If you’ve taken steps to up the eco-friendly factor of your rehab therapy clinic, you’re probably enjoying the benefits of greater efficiency, lower energy costs, and of course, the sense of satisfaction that comes from doing your part to save the planet. Those warm-fuzzies are nice, but you might as well get a little public recognition—and possibly some media buzz—for your efforts. How? Well, applying for a green business certification is an excellent place to start. Just as certification in a new therapy technique adds to your value as a rehab therapist, certification as a green therapy clinic increases the value of your business. And with green certification (and the upgrades or renovations associated with the process), there may be additional perks—like government tax credits, breaks, and permits. Just be sure to check with your local tax accountant for specifics.

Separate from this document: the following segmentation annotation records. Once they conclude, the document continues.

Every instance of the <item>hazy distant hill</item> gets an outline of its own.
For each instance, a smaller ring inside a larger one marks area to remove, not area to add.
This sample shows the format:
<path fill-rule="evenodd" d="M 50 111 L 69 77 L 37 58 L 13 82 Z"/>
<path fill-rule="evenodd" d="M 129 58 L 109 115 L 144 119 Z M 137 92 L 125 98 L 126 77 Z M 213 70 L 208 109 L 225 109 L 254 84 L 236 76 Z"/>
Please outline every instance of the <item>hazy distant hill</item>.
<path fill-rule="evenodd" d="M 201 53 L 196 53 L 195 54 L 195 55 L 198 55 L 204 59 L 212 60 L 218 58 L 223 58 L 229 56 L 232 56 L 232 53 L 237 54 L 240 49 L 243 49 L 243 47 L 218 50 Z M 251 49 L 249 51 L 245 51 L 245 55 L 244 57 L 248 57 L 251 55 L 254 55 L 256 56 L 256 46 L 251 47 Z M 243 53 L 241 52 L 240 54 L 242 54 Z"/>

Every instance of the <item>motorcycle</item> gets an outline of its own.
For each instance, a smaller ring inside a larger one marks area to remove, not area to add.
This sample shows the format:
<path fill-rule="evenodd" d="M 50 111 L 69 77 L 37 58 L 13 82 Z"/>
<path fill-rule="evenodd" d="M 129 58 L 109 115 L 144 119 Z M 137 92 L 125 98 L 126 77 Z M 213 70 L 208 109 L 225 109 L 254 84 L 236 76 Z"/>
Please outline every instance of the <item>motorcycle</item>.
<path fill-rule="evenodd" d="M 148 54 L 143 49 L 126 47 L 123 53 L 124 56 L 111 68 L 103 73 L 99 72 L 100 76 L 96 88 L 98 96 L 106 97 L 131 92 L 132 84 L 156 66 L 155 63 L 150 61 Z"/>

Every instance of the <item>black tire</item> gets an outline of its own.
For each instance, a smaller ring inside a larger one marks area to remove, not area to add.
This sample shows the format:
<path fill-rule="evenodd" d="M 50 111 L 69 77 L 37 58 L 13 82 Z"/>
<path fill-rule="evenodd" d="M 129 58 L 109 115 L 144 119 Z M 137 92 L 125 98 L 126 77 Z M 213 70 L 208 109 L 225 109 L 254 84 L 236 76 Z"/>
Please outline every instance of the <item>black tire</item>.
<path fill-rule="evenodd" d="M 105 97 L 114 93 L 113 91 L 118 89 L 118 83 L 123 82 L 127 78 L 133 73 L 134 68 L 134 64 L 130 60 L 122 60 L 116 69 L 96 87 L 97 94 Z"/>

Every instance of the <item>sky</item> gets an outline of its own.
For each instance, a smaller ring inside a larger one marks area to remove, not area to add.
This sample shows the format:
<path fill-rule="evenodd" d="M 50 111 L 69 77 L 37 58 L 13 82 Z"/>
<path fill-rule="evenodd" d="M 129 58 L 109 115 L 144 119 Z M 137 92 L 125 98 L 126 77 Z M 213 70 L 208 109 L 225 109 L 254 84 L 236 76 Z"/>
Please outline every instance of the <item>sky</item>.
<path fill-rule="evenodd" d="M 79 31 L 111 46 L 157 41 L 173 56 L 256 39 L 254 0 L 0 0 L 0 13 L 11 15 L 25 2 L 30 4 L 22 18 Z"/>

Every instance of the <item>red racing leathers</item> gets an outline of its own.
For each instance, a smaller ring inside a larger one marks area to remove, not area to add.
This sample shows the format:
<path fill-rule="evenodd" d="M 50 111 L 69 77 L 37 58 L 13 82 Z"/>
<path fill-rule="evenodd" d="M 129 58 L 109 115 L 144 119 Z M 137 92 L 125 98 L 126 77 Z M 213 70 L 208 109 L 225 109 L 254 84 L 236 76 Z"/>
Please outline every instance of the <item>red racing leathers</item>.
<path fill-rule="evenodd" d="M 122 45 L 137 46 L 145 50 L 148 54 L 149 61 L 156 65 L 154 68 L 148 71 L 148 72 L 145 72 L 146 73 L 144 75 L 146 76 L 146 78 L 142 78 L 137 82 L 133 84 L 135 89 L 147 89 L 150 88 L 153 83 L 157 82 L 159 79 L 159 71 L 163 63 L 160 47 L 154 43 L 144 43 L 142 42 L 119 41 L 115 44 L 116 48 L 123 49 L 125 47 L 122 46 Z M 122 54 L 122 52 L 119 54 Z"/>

There are currently upwards of 400 third-party green certifications available to US businesses, and that number will only grow as the eco-movement becomes increasingly popular. With so many ways to get a piece of the action, it’s hard to know where to begin. Many certification programs charge a fee, so it’s important to do your research before you jump into anything. Today’s marketplace is rife with scammers looking to swindle you out of your hard-earned dollars, and according to business writer David Koeppel, the green certification business is not immune to this problem. Avoid wasting precious time and money obtaining a false seal of approval; look for certification organizations with high standards and plenty of credibility. Here are some examples of respected green certifications that would apply in a rehab therapy setting:

  • When it comes to green building initiatives, the US Green Building Council’s Leadership in Energy and Environmental Design (LEED) program is pretty much the gold standard. The verification process is rigorous, but earning LEED certification for your facility is more than just a feather in your hat—it’s a testament to your success as a leader, an innovator, and a responsible member of society. LEED employs a point-based system that applies to new construction as well as existing structures. Facilities earn points for things like using sustainable materials, promoting energy efficiency and water savings, and fostering healthy indoor air quality. Need some inspiration? Check out this LEED-certified veterinary clinic and this Greenville, Wisconsin medical clinic that became LEED certified for, among other things, installing an outdoor retention pond to collect and filter rainwater.
  • The Green Business Alliance’s Greenify program offers individualized certification standards based on your specific business objectives. The idea is that not every business owner will be able to follow every single recommendation—rather, it’s about making the right changes, thus maximizing the fruits of your labor. Check out the Greenify enrollment page for the full scoop.
  • You’ve probably heard of Energy Star appliances, but did you know there is such a thing as an Energy Star building? From schools, to supermarkets, to—you guessed it—health and wellness clinics, facilities that earn the Energy Star seal of approval use less energy, are less expensive to operate, and generate fewer greenhouse gas emissions than their less environmentally-friendly counterparts. To qualify for Energy Star designation, a building must score above 75 percent on the Environmental Protection Agency (EPA) energy performance scale. Yes, getting there will most likely require a decent amount of effort on your part, but remember, from a customer standpoint, the Energy Star logo is recognizable and trustworthy. Posting it on your building gives your clinic a definite one-up on competitors.
  • The Uniform Standard for Green Business Certification (GBC) is a third-party accrediting organization serving small businesses in the US and Canada. Its parent organization—The Institute for Green Business Certification (IGBC), which works with larger companies—was a pioneer in the field of green certification. GBC guides participating businesses through the certification process with specific recommendations in categories such as recycling, water conservation, energy conservation, waste reduction, and environmentally-friendly purchasing.
  • Don’t forget about state-based opportunities such as the California Green Business Program, which certifies businesses that demonstrate a clear effort to conserve resources and prevent pollution. For example, the Community Institute for Psychotherapy in San Rafael earned certification for installing energy-efficient light sources, keeping electronic records, scaling back on copies, and using recycled toner.

 

There is no shortage of options when it comes to obtaining green certification for your clinic—these suggestions represent only a handful of what’s out there. Have you looked into—or achieved—green certification for your business? If so, which one?